Point-virgule : une pause pour observer, comprendre, et reprendre
Katia Rahi a retrouvé une fibre qui l’animait petite. Du moins, elle a décidé de l’assumer complètement, car depuis l’enfance, cette fibre ne l'a jamais quittée. Tant bien que mal, elle a essayé de conformer, de dresser ses pulsions à l’art aux normes définies et restreintes de l’architecture. Mais les schémas et la trigonométrie briment, censurent et frustrent la passion, qui déclenche sa révolte et demande tout l’espace. « J’ai été confronté à un choix : soit c’est l’architecture, soit c’est la peinture. » La décision est vite prise, Katia en a assez de cette routine qu’elle pensait fuir en s’engageant dans l’architecture d’intérieur. Du concret d’un salon à aménager, elle passe à l’abstrait d’une vertigineuse liberté à exploiter.
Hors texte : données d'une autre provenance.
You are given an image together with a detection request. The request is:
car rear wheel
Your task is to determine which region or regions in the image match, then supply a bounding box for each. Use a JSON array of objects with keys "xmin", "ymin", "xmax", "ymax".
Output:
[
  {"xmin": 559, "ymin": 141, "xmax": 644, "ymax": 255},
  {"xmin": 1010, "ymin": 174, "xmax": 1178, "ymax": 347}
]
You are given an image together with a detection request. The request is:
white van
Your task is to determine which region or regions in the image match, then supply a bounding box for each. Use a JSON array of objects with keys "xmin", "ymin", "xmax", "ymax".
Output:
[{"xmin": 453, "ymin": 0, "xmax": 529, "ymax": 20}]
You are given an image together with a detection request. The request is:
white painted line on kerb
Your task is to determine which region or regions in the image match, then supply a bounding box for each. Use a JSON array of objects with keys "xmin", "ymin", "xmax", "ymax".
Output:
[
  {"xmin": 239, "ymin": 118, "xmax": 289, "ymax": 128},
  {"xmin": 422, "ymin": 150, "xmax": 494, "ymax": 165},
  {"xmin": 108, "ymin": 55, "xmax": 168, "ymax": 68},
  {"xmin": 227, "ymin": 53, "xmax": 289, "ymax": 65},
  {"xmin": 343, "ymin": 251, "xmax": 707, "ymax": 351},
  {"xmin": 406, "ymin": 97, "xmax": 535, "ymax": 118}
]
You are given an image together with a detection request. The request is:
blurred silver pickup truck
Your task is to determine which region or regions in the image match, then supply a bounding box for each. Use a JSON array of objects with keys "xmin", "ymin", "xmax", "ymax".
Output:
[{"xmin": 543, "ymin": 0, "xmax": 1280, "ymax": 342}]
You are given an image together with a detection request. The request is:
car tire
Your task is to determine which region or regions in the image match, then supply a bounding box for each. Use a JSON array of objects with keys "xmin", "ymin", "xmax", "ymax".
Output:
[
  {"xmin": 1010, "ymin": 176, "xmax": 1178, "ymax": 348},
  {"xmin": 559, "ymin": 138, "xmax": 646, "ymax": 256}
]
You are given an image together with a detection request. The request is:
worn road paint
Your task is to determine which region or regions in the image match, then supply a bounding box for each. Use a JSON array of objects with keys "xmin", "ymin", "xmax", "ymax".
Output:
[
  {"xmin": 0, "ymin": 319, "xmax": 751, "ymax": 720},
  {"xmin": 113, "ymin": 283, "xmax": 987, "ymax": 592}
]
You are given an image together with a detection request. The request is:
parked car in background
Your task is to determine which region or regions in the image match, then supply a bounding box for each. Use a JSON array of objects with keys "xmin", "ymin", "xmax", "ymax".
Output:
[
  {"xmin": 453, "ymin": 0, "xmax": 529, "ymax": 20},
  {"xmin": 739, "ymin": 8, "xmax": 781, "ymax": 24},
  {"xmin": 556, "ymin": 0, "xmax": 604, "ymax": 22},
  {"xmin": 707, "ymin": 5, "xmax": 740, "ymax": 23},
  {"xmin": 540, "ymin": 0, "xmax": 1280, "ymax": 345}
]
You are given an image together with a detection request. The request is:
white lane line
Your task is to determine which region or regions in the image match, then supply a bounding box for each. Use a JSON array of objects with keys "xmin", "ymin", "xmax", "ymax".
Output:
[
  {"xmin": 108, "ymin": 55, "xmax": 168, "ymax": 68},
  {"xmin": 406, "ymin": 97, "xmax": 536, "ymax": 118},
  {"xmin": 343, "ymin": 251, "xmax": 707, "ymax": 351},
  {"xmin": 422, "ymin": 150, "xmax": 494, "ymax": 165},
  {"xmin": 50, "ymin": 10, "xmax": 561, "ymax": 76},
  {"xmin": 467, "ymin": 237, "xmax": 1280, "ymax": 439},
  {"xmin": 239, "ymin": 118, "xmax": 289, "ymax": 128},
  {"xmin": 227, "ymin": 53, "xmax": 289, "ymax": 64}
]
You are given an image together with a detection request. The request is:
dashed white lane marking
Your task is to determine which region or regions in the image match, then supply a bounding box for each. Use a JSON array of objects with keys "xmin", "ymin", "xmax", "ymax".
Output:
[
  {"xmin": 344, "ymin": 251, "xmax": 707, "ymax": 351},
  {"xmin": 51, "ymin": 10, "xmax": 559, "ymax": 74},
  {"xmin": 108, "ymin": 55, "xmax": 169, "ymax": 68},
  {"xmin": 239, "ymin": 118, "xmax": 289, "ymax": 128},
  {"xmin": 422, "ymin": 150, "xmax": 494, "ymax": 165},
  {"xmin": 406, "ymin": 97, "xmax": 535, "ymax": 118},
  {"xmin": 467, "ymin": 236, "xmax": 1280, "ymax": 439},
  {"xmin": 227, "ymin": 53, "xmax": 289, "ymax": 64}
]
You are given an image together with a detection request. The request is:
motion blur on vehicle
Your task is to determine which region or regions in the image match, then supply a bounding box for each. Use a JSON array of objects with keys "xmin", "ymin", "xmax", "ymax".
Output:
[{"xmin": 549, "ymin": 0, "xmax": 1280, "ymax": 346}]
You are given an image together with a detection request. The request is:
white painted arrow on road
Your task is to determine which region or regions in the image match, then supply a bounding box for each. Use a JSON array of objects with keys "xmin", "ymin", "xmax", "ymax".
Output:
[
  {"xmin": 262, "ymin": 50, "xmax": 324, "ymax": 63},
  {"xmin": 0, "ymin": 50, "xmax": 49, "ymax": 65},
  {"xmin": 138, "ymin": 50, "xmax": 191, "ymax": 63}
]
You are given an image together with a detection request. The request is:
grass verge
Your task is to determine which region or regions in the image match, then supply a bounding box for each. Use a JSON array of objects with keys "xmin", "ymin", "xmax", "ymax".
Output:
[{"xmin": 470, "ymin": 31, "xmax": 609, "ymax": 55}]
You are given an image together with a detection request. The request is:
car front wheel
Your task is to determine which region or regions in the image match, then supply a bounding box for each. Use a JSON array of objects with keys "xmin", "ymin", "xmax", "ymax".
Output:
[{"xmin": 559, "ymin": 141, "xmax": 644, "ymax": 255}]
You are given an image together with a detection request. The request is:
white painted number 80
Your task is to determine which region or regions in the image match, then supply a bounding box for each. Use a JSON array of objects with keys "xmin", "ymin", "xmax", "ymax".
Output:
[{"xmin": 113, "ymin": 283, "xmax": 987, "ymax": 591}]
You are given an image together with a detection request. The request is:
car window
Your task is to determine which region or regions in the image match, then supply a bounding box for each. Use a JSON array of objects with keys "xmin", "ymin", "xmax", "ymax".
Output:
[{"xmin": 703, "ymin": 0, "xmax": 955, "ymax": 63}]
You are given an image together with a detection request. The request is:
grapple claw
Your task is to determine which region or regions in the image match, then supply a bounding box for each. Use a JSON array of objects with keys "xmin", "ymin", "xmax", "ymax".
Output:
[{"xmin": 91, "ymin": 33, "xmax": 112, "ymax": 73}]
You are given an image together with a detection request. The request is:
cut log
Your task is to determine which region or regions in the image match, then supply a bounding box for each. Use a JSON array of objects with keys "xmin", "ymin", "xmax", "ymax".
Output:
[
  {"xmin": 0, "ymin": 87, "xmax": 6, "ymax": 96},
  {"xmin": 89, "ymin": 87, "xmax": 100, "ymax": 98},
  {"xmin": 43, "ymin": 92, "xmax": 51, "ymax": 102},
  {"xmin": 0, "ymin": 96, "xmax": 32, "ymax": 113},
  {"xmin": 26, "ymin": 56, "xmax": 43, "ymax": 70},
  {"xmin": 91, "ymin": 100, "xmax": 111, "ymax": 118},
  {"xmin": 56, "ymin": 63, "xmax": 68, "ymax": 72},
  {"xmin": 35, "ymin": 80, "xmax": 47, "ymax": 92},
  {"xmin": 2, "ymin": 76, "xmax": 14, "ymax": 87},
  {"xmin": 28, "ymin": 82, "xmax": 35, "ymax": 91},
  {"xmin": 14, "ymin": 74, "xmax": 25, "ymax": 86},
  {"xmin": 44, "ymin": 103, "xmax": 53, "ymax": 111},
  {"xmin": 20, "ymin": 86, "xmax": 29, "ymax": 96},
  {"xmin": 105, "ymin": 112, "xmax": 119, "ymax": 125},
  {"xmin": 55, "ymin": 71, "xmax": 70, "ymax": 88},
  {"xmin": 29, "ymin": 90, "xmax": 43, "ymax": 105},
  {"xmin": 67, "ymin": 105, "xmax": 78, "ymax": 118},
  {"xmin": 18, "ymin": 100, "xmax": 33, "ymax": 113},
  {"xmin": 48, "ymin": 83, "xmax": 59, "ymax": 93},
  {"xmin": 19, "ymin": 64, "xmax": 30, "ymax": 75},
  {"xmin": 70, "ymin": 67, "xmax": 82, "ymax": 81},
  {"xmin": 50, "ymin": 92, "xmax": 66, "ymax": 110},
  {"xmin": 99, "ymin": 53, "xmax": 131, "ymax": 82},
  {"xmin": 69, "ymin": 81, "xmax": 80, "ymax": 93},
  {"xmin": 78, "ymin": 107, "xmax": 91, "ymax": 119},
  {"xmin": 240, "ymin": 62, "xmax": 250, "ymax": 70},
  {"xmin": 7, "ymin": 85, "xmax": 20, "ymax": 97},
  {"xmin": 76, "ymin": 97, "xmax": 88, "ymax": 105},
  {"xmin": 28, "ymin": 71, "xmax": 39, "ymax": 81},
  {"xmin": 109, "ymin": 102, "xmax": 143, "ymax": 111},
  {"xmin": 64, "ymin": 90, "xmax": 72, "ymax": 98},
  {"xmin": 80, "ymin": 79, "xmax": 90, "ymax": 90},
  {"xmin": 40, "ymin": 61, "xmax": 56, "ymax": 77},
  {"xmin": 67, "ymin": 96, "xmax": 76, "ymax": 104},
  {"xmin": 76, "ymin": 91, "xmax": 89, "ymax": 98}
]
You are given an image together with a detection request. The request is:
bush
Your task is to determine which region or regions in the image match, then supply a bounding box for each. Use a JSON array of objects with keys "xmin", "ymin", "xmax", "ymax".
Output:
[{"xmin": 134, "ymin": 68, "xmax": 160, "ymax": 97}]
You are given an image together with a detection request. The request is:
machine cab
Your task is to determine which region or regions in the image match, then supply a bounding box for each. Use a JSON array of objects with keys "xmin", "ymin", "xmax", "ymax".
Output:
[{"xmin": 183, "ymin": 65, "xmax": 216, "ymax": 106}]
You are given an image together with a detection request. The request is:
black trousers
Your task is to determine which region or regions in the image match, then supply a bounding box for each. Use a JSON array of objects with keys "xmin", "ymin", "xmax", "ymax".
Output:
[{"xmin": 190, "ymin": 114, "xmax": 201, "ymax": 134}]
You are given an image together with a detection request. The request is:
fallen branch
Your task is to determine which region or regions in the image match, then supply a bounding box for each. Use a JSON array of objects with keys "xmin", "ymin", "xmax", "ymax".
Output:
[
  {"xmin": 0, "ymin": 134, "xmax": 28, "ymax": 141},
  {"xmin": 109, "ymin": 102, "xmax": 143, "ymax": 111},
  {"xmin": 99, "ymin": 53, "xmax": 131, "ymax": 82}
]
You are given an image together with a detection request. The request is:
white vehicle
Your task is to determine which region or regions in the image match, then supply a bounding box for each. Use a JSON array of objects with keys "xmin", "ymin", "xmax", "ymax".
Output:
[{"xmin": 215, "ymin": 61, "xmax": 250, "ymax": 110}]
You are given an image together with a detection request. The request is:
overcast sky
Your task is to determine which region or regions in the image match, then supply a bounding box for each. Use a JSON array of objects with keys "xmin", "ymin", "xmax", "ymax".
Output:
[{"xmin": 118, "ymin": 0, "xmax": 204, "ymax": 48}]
« J’ai fait tout ce qu’il faut faire dans la vie, maintenant je fais ce que j’ai envie de faire ». Et c’est l’envie de Katia Rahi qui colore ses toiles, aux pigments répandus sans règles ni mesures ou restrictions, déposés au fil de la joie débordante de l’artiste à vivre enfin selon ce qu’elle est, et ce qu’elle aime. « Je travaille par le cœur, le sentiment, l’émotion, il n’y a pas de cours pour ça » explique Katia, qui semble renouer avec son enfance, avec la Katia petite. Celle qui dès 6 ans étonnait ses professeurs par ses capacités d'abstraction dans ses premiers projets artistiques. Celle qui durant la guerre dessinait ses propres vêtements de peur de les oublier lorsqu’elle aura grandi. Celle qui chaque semaine bouleversait l’aménagement du salon chez sa mère par refus de l’habitude et de l’ennui.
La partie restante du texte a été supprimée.